Oh, tu sais, on ne se masturbe pas en ligne pendant huit mois avec quelqu’un sans développer un minimum d’attachement. C’est un sacré petit bout de femme, elle gère sa ferme biologique toute seule, et…

Dégage de chez moi. »

 

Bad moms2

 

 

Si Bad Moms nous fait hurler de rire entre trois hits ("Shut up and dance", "Hey Mama"...) c'est pourtant une véritable satire sociale dans un scénario de velours. L'amie de Mila Kunis qui gère seule l'ensemble des tâches ménagères illustre les 80% des tâches domestiques effectuées par des femmes d'après les statistiques. Et quand elle se libère à la fin, Hollywood oblige, on ne peut s'empêcher de jubiler avec elle.

Les réunions de parents d'élèves avec un seul père et une majorité écrasante de mères viennent prouver les statistiques montant que la majorité des kermesses ou réunions sont assurées par les mères. Le fait que la garde des enfants échoie à la mère ne fait même pas débat, sauf quand celle-ci se montre "défaillante" d'après les enfants eux-mêmes.

 

Bad Moms évite les clichés en s'inscrivant dans une vraie modernité.
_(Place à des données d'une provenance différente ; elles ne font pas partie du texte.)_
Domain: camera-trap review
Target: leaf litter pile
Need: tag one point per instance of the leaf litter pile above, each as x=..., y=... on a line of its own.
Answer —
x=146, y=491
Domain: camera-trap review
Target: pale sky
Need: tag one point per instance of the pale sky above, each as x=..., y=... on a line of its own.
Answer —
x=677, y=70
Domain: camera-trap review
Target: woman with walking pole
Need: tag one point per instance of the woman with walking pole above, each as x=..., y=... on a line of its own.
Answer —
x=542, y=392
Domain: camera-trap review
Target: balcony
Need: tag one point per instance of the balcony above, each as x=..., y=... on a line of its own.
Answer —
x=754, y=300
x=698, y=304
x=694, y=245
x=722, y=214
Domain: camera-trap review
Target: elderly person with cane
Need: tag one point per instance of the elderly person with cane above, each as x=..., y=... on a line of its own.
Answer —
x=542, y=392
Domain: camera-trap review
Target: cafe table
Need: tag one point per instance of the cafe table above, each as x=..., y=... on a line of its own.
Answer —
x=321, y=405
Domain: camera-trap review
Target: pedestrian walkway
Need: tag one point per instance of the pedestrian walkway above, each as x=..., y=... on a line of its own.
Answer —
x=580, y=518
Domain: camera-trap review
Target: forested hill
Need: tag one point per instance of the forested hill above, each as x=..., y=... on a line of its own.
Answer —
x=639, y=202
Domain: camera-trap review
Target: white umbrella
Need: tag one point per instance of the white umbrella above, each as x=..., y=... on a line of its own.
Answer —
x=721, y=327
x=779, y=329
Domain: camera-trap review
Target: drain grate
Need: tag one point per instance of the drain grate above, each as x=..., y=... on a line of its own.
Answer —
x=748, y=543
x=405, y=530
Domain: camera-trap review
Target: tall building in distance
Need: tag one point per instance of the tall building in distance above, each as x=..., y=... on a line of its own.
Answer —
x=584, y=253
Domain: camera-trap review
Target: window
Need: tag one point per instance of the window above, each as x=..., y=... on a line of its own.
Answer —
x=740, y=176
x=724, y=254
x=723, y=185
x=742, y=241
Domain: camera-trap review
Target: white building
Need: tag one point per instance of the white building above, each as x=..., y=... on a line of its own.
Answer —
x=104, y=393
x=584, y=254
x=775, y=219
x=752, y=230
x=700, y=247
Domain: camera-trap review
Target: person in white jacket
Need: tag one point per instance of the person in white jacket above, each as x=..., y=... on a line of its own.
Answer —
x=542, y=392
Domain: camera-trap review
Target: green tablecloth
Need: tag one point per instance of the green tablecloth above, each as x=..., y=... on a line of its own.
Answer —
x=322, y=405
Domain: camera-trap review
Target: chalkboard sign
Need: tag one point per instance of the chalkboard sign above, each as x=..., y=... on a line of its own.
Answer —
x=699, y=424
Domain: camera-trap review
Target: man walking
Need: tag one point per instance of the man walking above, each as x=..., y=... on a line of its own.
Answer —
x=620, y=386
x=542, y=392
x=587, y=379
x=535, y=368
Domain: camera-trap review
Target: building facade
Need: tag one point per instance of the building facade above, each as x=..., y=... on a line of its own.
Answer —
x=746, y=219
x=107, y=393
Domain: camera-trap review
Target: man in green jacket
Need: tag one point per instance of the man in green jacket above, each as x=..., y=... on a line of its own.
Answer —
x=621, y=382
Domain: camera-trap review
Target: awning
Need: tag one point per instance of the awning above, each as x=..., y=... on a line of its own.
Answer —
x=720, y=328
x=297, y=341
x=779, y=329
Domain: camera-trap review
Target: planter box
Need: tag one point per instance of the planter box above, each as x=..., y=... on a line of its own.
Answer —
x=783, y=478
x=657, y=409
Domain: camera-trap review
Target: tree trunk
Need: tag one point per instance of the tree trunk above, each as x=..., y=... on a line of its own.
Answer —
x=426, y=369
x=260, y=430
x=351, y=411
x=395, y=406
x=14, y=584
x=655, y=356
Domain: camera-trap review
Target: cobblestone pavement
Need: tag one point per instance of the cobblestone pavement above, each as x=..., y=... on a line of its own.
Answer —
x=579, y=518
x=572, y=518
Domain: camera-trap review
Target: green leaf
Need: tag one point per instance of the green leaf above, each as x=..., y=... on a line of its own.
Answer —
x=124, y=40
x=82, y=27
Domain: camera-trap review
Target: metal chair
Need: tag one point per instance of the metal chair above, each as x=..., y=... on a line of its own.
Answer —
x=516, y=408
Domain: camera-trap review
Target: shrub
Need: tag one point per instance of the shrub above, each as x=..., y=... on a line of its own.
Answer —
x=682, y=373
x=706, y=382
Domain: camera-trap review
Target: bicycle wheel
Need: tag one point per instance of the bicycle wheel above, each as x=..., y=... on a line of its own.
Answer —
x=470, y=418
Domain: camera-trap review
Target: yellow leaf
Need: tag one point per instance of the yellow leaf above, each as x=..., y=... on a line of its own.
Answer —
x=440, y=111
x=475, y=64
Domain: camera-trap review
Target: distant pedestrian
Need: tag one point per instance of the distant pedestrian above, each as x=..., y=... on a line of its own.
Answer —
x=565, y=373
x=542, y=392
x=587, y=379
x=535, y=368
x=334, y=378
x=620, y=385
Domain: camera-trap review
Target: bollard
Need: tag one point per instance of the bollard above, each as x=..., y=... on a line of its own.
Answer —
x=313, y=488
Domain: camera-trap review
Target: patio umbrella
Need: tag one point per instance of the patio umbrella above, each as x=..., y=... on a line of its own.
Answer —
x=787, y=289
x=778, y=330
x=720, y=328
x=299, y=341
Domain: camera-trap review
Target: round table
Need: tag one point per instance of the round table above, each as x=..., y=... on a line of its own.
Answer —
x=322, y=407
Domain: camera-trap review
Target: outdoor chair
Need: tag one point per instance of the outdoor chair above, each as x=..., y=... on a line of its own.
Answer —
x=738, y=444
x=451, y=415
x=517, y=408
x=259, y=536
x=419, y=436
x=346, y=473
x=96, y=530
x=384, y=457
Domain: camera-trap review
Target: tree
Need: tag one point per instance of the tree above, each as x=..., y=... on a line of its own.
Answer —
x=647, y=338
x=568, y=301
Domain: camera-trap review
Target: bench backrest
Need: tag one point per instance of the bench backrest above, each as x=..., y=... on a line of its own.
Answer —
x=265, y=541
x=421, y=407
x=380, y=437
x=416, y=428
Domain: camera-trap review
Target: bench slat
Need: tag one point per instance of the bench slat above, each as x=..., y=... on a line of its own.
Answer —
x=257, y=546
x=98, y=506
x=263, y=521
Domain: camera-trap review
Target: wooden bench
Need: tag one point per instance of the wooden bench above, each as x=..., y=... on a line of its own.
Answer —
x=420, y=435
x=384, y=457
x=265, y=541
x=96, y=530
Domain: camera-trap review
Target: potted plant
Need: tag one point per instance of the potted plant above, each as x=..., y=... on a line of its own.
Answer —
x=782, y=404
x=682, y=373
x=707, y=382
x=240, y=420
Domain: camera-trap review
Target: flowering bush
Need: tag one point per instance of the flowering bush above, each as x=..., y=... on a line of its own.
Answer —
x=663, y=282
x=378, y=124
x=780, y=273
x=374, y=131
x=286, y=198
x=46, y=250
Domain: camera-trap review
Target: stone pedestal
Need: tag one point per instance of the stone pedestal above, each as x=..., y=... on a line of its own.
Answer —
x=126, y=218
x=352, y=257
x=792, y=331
C'est la fille (et non le garçon) qui fait du foot. Le boss de l'héroïne n'est pas un vieux barbon mais un jeune, caricature drôle de la génération Y avec un management "à l'horizontal" cool ascendant Google ou Starbucks (au siège) ce qui ne l'empêche pas de la virer sans préavis.

L'héroïne travaille à temps partiel comme bien des mères de familles, mais vient 5 jours par semaine au bureau... 

 

Bad moms 3

 

En rigolant et en se moquant des mères et de leur entourage, Bad Moms tient le rôle de la comedia Dell'Arte: "castigat ridendo mores", elle châtie les moeurs en riant. Et peut pointer du doigt des dysfonctionnement dans les domaines de la maternité, comme de l'égalité, plus efficacement que beaucoup de statistiques.